Texture or Presentation Upgrades
- Crispy Onions: Fry extra onions until dark golden and scatter generously on top before serving.
- Boiled Eggs: Halved hard-boiled eggs add extra protein and a lovely presentation to your dish.
- Garnish: A final sprinkle of fresh cilantro and mint, plus a few drops of saffron milk, really elevates it.
Options for Dietary Adjustments
- Dairy-Free: Use coconut yogurt or a non-dairy plain yogurt for marination.
- Nut-Free: Simply omit any optional nuts (e.g., cashews) from the recipe.

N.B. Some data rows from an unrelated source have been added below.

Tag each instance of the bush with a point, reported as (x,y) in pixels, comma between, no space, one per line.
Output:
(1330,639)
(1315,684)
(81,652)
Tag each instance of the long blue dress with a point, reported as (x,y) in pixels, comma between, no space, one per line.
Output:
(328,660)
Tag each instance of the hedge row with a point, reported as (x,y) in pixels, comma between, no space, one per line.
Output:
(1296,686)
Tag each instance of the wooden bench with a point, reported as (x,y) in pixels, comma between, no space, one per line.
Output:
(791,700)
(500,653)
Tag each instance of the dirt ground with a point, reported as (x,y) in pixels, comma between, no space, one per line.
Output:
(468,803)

- Lower Sodium: Reduce added salt and use low-sodium chicken broth if preferred for cooking, for healthier eating.
Common Questions Answered
Can simple chicken biryani recipe be made ahead for meal prep?
Yes, you can marinate the chicken and par-boil the rice a day in advance. Assemble and ‘dum’ cook just before you’re ready to eat for the best results, making it ideal for efficient meal prep.

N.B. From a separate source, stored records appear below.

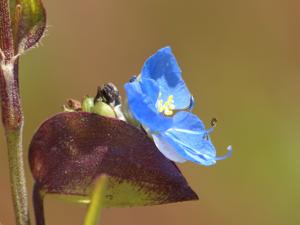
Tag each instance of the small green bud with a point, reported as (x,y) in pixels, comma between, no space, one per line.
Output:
(103,109)
(87,104)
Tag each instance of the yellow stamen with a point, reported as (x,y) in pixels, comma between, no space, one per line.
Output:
(167,107)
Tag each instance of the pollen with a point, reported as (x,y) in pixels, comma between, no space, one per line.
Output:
(167,107)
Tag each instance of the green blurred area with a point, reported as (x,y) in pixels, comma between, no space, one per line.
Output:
(241,60)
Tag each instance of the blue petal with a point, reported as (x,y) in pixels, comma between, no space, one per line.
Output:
(144,110)
(166,149)
(162,67)
(190,139)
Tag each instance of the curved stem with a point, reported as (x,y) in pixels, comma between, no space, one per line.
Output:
(97,200)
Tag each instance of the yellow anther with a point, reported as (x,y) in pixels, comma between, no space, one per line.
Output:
(167,107)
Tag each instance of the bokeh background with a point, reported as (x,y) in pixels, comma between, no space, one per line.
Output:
(240,59)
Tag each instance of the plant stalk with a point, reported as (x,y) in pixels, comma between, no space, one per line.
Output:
(12,114)
(12,118)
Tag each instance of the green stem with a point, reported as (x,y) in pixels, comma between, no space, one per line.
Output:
(97,200)
(12,118)
(12,114)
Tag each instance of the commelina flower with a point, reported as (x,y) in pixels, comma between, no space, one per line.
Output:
(161,102)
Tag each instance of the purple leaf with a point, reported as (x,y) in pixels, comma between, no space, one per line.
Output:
(70,150)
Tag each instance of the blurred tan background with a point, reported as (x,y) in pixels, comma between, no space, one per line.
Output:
(241,60)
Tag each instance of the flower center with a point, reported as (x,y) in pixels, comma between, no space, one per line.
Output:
(167,107)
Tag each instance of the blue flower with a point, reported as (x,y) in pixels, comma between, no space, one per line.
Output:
(160,100)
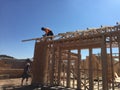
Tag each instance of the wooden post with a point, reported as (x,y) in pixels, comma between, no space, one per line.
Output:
(39,67)
(59,65)
(68,70)
(90,70)
(79,71)
(112,67)
(104,63)
(53,66)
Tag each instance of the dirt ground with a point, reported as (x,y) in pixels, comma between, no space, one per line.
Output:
(13,84)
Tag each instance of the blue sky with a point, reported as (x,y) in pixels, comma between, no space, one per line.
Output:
(22,19)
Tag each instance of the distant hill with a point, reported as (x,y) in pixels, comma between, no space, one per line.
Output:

What’s the best way to store simple chicken biryani recipe leftovers?
Store cooled simple chicken biryani recipe in an airtight container in the refrigerator for up to 3-4 days. For longer storage, freeze individual portions for up to 3 months. Reheat on the stovetop with a splash of water or in the microwave until warm.
Can I substitute ingredients for a healthier simple chicken biryani recipe version?

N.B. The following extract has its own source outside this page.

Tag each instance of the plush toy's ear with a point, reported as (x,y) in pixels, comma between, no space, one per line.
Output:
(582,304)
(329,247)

Absolutely! Use brown basmati rice for more fiber, lean chicken breast, and reduce oil or ghee to just 1 tablespoon. You can also boost with extra vegetables like a cup of frozen peas or diced carrots in the chicken layer for added nutrition.
What kind of rice is best for simple chicken biryani recipe?
Long-grain aged basmati rice is highly recommended. Its distinct aroma and ability to cook into separate, fluffy grains make it ideal for an authentic simple chicken biryani recipe. I’ve found it truly makes a difference in texture.
How do I prevent my simple chicken biryani recipe from getting mushy?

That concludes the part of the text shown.